Je vous ai appelés amis (I) : Dieu a-t-il des amis ?

Dieu a toujours activement recherché l’amitié des hommes, en leur offrant de vivre en communion avec lui. Ni la faiblesse humaine ni la poussière du chemin ne l’ont fait changer d’avis. Nous laisser embrasser par cet Amour inconditionnel nous remplit de lumière et de force pour offrir Dieu aux autres.

Une question fréquente, que nous trouvons assurément parmi les messages de notre téléphone mobile, est la suivante : Où es-tu ? Nous l’avons peut-être posée aussi à nos amis et à nos proches parents pour rechercher leur compagnie, même à distance ; ou simplement pour les ramener à notre imagination d’une façon plus concrète. Où es-tu ? Que fais-tu ? Tout va bien ? C’est aussi une des premières que Dieu adresse à l’homme, alors qu’il « se promenait dans le jardin à la brise du jour » (Gn 3, 8-9). Le Créateur, dès le commencement du temps, voulait marcher avec Adam et Ève : nous pourrions penser, avec une certaine audace, que Dieu recherchait leur amitié, maintenant la nôtre, pour voir sa création pleinement réalisée. Une nouveauté qui n’a cessé de croître.

Cette idée n’est peut-être pas tout à fait nouvelle pour nous. Elle n’en a pas moins suscité un bon nombre de doutes dans l’histoire de la pensée humaine. De facto, à un moment où celle-ci a connu sa plus grande splendeur, l’impossibilité pour l’être humain d’être l’ami de Dieu a été acceptée avec résignation. La raison en était la trop grande différence, la disproportion absolue entre Dieu et l’homme [1]. Dans le meilleur des cas, on pouvait envisager un rapport de soumission auquel nous pourrions arriver de loin par le biais de certains rites ou de certaines connaissances. Mais un rapport d’amitié était inimaginable.

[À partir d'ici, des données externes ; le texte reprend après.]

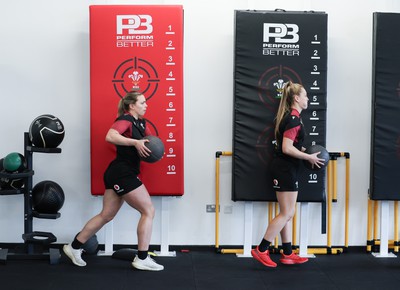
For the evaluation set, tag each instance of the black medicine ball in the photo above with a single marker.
(157, 149)
(47, 197)
(46, 131)
(324, 155)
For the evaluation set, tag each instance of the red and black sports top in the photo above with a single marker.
(291, 127)
(129, 127)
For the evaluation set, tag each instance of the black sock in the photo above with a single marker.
(142, 255)
(76, 244)
(264, 245)
(287, 248)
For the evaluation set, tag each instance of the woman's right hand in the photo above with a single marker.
(141, 148)
(315, 160)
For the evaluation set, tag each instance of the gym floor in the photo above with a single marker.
(205, 269)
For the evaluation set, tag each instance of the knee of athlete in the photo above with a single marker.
(107, 217)
(149, 211)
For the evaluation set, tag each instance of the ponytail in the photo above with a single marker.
(289, 91)
(130, 98)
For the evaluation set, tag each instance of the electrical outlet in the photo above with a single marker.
(228, 209)
(210, 208)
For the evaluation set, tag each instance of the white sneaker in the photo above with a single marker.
(74, 255)
(147, 264)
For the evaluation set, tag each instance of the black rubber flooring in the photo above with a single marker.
(205, 269)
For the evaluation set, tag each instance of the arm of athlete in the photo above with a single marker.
(114, 137)
(289, 149)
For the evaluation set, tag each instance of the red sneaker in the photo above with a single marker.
(292, 259)
(263, 257)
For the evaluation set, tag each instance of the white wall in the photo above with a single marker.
(44, 68)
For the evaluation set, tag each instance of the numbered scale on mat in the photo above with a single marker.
(314, 118)
(144, 49)
(169, 117)
(272, 48)
(171, 140)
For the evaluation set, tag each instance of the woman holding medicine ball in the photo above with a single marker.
(289, 152)
(122, 183)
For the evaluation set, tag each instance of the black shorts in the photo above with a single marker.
(284, 175)
(121, 177)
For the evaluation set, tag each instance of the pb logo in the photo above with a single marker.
(134, 24)
(283, 33)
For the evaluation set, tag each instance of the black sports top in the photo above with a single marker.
(133, 128)
(290, 127)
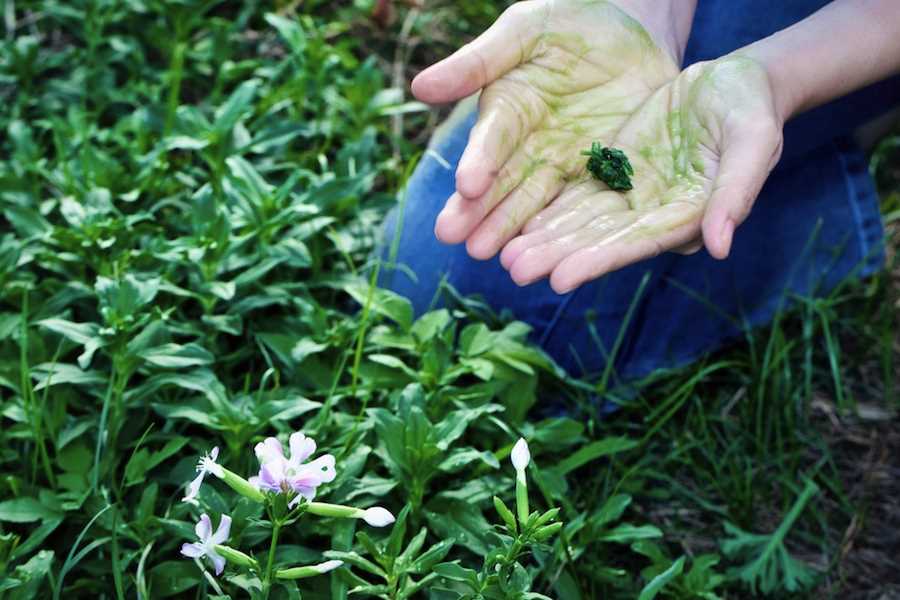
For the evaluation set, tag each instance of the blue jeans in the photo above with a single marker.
(816, 222)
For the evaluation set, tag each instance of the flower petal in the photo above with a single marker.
(217, 561)
(269, 450)
(194, 488)
(271, 475)
(302, 447)
(203, 528)
(324, 466)
(194, 550)
(221, 534)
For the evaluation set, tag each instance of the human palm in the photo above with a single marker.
(557, 75)
(701, 147)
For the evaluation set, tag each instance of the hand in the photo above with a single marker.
(701, 148)
(557, 76)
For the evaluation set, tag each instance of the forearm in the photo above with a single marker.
(668, 21)
(845, 46)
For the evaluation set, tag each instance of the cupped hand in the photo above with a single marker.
(556, 75)
(701, 148)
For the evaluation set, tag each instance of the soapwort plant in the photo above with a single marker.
(286, 486)
(503, 576)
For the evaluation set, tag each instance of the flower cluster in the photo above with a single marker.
(287, 486)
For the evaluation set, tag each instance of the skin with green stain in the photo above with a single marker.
(586, 67)
(676, 141)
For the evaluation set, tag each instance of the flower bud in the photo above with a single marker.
(375, 516)
(309, 571)
(240, 485)
(520, 455)
(323, 509)
(546, 532)
(236, 557)
(378, 516)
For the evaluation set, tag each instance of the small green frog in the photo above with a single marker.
(610, 166)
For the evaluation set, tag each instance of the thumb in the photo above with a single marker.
(507, 43)
(748, 156)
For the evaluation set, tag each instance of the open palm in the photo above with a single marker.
(701, 146)
(556, 75)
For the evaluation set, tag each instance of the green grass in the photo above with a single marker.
(190, 193)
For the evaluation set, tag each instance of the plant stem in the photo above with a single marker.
(270, 563)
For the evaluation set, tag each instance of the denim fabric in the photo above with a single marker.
(816, 222)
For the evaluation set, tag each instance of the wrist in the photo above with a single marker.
(786, 87)
(667, 21)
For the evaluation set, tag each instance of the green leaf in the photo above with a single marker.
(237, 105)
(455, 572)
(26, 510)
(176, 356)
(594, 451)
(660, 581)
(143, 460)
(384, 302)
(627, 533)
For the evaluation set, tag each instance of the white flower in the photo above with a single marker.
(520, 455)
(208, 541)
(378, 516)
(206, 464)
(328, 565)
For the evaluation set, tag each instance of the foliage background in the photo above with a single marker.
(190, 194)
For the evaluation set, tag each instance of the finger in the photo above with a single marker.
(461, 216)
(589, 206)
(748, 156)
(540, 260)
(507, 111)
(691, 247)
(504, 45)
(506, 220)
(572, 200)
(655, 231)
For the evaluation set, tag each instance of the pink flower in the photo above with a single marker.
(291, 475)
(206, 464)
(208, 541)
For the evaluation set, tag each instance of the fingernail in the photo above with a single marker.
(726, 235)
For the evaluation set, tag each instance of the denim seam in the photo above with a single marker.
(551, 326)
(851, 198)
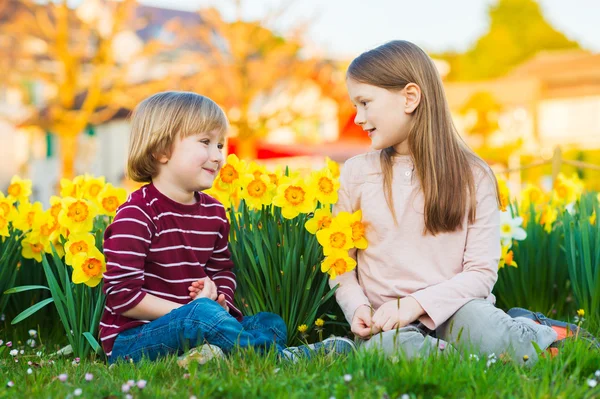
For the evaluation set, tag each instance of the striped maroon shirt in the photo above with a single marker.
(158, 246)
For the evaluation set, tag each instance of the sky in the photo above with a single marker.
(345, 28)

Or, l’Écriture présente à plusieurs reprises notre relation à Dieu en termes d’amitié. Le livre de l’Exode ne laisse planer aucun doute : « Le Seigneur parlait avec Moïse face à face, comme on parle d’homme à homme » (Ex 33, 11). Dans le livre du Cantique des cantiques, expression poétique de la relation entre Dieu et l’âme qui le cherche, cette dernière est constamment appelée « mon amie » (cf. Ct 1, 15 et ailleurs). Le livre de la Sagesse aussi signale que Dieu « se transmet à des âmes saintes, pour en faire des prophètes et des amis de Dieu » (Sg 7, 27). Il est important de souligner que, dans tous les cas, l’initiative en revient à Dieu. L’alliance qu’il a établie avec sa création n’est pas symétrique, comme un contrat entre égaux, mais plutôt asymétrique. Une possibilité déconcertante nous a été accordé, celle d’établir des rapports personnels avec notre créateur.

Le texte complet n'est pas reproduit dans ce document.